Out of the total 630 features that were investigated, only 21 were selected as the most predictive and stable features, which further supports the assumption of Yamashita [47] that mental illness is due to the dysfunction of a part of the rsFC of the brain, rather than the whole brain. The most important features reported in this study were the rsFC between the ER network 1 and other ER networks, especially with the subcortical ER network (ER network 3) and the intermediatory network (ER network 4). ER network 1 is responsible for voluntary emotion regulation, ER network 3 is associated with emotion perception and generation, and ER network 4 plays an intermediary role in re-appraisal and integrates information from the prefrontal networks (ER network 1 and 2) as well as the subcortical network (ER network 3) to generate emotional responses and regulate these response processes as well as emotional reactivity [24]. Our finding suggests that functional interaction between the regions responsible for a higher level of ER and the regions involved in the lower levels of regulation is vital for the prediction of treatment outcomes in MDD. The rsFC between the left mSFG and the right IFG and between the left mSFG and the precuneus were considered as the features with the highest discrimination ability in this model because they were selected in every loop of LOOCV. The left mSFG, a part of in dorsomedial prefrontal cortex (dmPFC), is involved in voluntary emotion regulation with other regions in ER network 1 [24]. In previous studies, a region near the left mSFG in our study, which is often called ACC, was also suggested to be critical in the prediction of treatment efficacy [21, 48, 49].

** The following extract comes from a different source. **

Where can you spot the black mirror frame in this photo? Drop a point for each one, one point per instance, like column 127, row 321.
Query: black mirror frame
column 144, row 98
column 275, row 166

This study also has some limitations. First, despite the high accuracy achieved in the current study, whether the model can still achieve high accuracy on a dataset with a larger sample size or from multiple sites remains to be verified. However, combined with previous studies, we have reason to believe that this large-scale brain network contains rich efficacy prediction information [46]. Second, the patients in this study used only escitalopram as antidepressants, which ensure the homogeneity of our sample, but in the real world, the patients used far more kinds of drugs, which makes it more difficult for the model to accurately predict. Third, the current study only focused on the functional profile of the ER networks (i.e., rsFC). Previous studies have suggested that structural features of brain regions in the ER networks also possess the predictive ability of treatment responses. Structural and functional features can be integrated with future studies to assess whether a better prediction performance can be achieved. Fourth, the spheres drawn by the peak coordinates as ROI were chosen but not the clusters, which may lead to loss of information in the brain regions. Finally, behavior measurements on ER are lacking in this study. The dysfunction of emotion processing and regulation is one of the prominent features in the pathophysiology of MDD [26, 50]. Thus, it is unknown whether the addition of these behavior measurements into the original feature set can further improve prediction performance. However, the addition of HAMD-17 item scores into the original feature set, which may reflect problems in ER, did not improve the prediction performance, as none of the clinical items were selected in the feature subset.

Conclusions

In conclusion, by focusing on the rsFC in the emotion regulation networks, we demonstrated that using features from this rsFC can predict the performance of remission in patients with MDD. These findings suggested that the rsFC of emotion regulation networks has the potential to be used as a biomarker for predicting the treatment response of MDD patients to escitalopram. Future studies can test the generalization ability of this prediction model using larger sample sizes and/or in multi-center datasets and explore whether the relevant rsFC will be changed with the progress of treatment.